What is the correct spelling of a formal gathering?
Answer
Assembly
Explanation
The correct spelling of the word for a formal gathering is Assembly: a-s-s-e-m-b-l-y, eight letters, with two s's after the initial a and ending in -bly (silent e is absent in this case). The word comes from the Old French assemblee, from the Latin assimulare (to bring together). The most common spelling errors are using one s (Asembly), inserting an extra letter (Assemblly), or substituting the ending (Assemblee or Assemble, though assemble is a related verb, not the noun). One memory aid: AS-SEM-BLY, with two s's and ending in y.
On the USCIS writing test sentences containing assembly may include "Citizens have the right to assembly," "Freedom of assembly is in the First Amendment," or "The people assemble peacefully." In U.S. constitutional law the right of assembly is one of the five freedoms protected by the First Amendment, alongside religion, speech, the press, and petition.

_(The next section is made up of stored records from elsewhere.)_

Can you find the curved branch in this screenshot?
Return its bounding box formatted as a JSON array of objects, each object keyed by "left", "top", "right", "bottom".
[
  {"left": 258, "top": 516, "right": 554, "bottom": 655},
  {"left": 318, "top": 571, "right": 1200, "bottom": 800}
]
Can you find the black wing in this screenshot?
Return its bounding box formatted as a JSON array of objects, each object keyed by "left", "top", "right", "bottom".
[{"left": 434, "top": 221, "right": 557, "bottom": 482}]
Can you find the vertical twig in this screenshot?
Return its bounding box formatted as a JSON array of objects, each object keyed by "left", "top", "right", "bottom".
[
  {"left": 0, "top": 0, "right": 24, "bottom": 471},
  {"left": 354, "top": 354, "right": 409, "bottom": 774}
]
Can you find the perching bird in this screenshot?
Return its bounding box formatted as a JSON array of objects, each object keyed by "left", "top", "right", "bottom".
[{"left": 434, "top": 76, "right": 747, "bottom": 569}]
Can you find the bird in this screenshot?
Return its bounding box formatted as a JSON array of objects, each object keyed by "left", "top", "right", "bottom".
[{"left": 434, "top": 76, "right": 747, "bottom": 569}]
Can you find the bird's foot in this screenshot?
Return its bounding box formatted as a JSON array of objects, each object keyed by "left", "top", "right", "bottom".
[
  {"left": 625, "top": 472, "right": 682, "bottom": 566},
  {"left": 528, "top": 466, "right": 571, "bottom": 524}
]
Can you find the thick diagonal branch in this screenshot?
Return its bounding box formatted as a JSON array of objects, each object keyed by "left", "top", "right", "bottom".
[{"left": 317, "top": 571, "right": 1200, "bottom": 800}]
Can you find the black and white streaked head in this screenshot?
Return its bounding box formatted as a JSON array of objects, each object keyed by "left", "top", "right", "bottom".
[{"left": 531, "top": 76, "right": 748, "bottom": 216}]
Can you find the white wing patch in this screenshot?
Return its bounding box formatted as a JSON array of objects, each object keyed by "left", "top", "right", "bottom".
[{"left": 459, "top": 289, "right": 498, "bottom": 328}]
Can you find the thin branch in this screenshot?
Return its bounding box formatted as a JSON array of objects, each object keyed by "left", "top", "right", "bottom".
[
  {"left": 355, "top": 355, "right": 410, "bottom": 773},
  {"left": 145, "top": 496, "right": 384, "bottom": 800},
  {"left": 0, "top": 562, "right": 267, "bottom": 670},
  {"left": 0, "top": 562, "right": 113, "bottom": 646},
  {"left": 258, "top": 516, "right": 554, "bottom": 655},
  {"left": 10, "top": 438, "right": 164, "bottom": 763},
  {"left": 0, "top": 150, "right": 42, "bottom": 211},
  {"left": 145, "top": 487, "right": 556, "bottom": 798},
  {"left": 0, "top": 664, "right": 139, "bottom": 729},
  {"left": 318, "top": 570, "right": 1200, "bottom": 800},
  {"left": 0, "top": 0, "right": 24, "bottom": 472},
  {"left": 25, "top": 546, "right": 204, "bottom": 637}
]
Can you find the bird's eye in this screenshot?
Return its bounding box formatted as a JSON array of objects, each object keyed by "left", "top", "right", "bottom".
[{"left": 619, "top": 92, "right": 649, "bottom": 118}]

The First Amendment guarantees the right of the people peaceably to assemble, and the Supreme Court has interpreted the clause to protect protests, marches, rallies, and similar collective expressions of opinion subject to reasonable time, place, and manner restrictions. The clause does not protect violent assemblies. The right has been central to American civic life from abolitionist meetings and women's suffrage marches to the modern civil rights movement and contemporary political demonstrations.
Many state legislatures call their lower house the General Assembly or the State Assembly. The right of assembly was applied to state and local governments through the Fourteenth Amendment in De Jonge v. Oregon (1937), and the closely related freedom of association was recognized in NAACP v. Alabama (1958).
Why this matters for your test
Assembly is one of the eight-letter spelling words on the writing vocabulary list, with the double s as its main trap. The word ties the writing test to civics questions about the First Amendment freedoms, which are among the most heavily tested topics on the entire civics exam.